La legge Gelmini, infatti, delinea l’immagine di un Rettore “forte”, che rimane in carica per un lungo mandato di sei anni non rinnovabile. La figura del Rettore tracciata dalla legge Gelmini è, pertanto, rivestita di prerogative assai rilevanti e pregnanti. A lui, infatti, sono attribuite la rappresentanza legale dell’Università nonché le funzioni di indirizzo, di iniziativa e di coordinamento delle attività scientifiche e didattiche. È lui il responsabile del perseguimento delle finalità dell’Università secondo criteri di qualità e nel rispetto dei principi di efficacia, efficienza, trasparenza e promozione del merito.
Nel suo ruolo di vertice della comunità accademica, il nuovo Rettore dell’Università di Palermo dovrà portare avanti il non agevole compito di fare sintesi degli eterogenei interessi e delle molteplici idee della comunità accademica che gli ha conferito il mandato, assistito da principi che dovrebbero sempre realizzare quell’ideale di democraticità che del mondo accademico è pilastro fondamentale e insostituibile, come sancito dall’articolo 33 della Costituzione.

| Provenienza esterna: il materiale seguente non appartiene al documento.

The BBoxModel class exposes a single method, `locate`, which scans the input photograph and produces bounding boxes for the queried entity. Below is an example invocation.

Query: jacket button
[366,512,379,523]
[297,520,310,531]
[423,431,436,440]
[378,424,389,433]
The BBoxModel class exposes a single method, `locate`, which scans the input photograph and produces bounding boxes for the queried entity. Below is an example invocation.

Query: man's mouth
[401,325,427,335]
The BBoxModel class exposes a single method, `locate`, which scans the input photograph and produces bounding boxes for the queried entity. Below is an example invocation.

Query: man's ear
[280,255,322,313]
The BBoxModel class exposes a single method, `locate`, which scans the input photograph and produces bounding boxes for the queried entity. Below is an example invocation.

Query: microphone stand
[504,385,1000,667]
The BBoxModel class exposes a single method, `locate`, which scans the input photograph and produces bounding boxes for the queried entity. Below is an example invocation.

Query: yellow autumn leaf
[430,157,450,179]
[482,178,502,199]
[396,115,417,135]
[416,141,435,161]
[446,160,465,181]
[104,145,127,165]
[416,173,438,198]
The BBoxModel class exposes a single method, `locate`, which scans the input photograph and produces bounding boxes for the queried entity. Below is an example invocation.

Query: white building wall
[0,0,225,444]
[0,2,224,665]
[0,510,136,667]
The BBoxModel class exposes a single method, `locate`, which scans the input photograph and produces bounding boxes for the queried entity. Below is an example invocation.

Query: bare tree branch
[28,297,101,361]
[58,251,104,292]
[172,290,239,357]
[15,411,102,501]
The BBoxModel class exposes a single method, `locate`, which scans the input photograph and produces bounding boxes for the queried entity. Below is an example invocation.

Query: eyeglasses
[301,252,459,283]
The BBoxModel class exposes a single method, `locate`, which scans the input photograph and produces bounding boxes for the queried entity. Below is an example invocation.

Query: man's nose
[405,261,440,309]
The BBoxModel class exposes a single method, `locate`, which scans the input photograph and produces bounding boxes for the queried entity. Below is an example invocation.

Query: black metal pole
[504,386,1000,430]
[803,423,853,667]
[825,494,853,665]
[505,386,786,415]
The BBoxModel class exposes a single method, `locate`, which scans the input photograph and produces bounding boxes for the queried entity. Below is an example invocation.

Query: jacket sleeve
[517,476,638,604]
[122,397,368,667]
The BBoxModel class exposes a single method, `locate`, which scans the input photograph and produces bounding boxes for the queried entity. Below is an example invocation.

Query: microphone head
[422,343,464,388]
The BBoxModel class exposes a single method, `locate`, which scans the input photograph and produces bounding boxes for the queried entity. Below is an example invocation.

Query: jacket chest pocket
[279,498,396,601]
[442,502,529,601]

D’altra parte, l’operato del nuovo Rettore non potrà prescindere da un fermo rispetto delle norme etiche, sia di quelle scritte sia – e, osiamo dire, soprattutto – di quelle non scritte. Il vincolo elettorale presuppone, infatti, che il Rettore, nell’arco del sessennio, si adoperi per realizzare fino in fondo il proprio programma, al quale gli elettori hanno prestato il proprio consenso tramite il voto. Interrompere temporaneamente il proprio mandato per tentare di percorrere altre strade non può che configurarsi come una forma di tradimento nei confronti del corpo elettorale che, lo ribadiamo, attraverso il voto ha mostrato fiducia verso la realizzazione di un programma di governo che ha un orizzonte temporale ben preciso, pari a sei anni. Né un giorno di più né un giorno di meno.
Per il Rettore in carica l’Università di Palermo non dovrà più costituire, come purtroppo avvenuto nel recente passato, una “sala d’aspetto” in cui sostare in attesa di candidarsi per ricoprire altre cariche e in cui ritornare, come se nulla fosse successo, dopo la sconfitta elettorale.
Se il Rettore, nel corso del suo mandato, ritiene di non voler più ricoprire la carica per dedicarsi ad altro, può tranquillamente farlo utilizzando lo strumento delle dimissioni. Soluzioni alternative, magari cercando di appigliarsi a sofismi legali nel tentativo di conservare a tutti i costi la poltrona nel caso in cui le cose altrove dovessero andare male, non devono più trovare ragion d’essere nell’Università di Palermo.
E proprio per evitare che in futuro i vertici politici dell’Ateneo, non condividendo questo fondamentale principio etico, possano agire diversamente, mettendo a repentaglio la moralità dell’Ateneo oltre che la sua indipendenza da ogni orientamento politico e partitico, il nuovo Rettore dovrà promuovere una riforma dello Statuto che miri a stabilire la decadenza immediata e automatica dalle cariche di governo nel caso di candidature ad altre poltrone.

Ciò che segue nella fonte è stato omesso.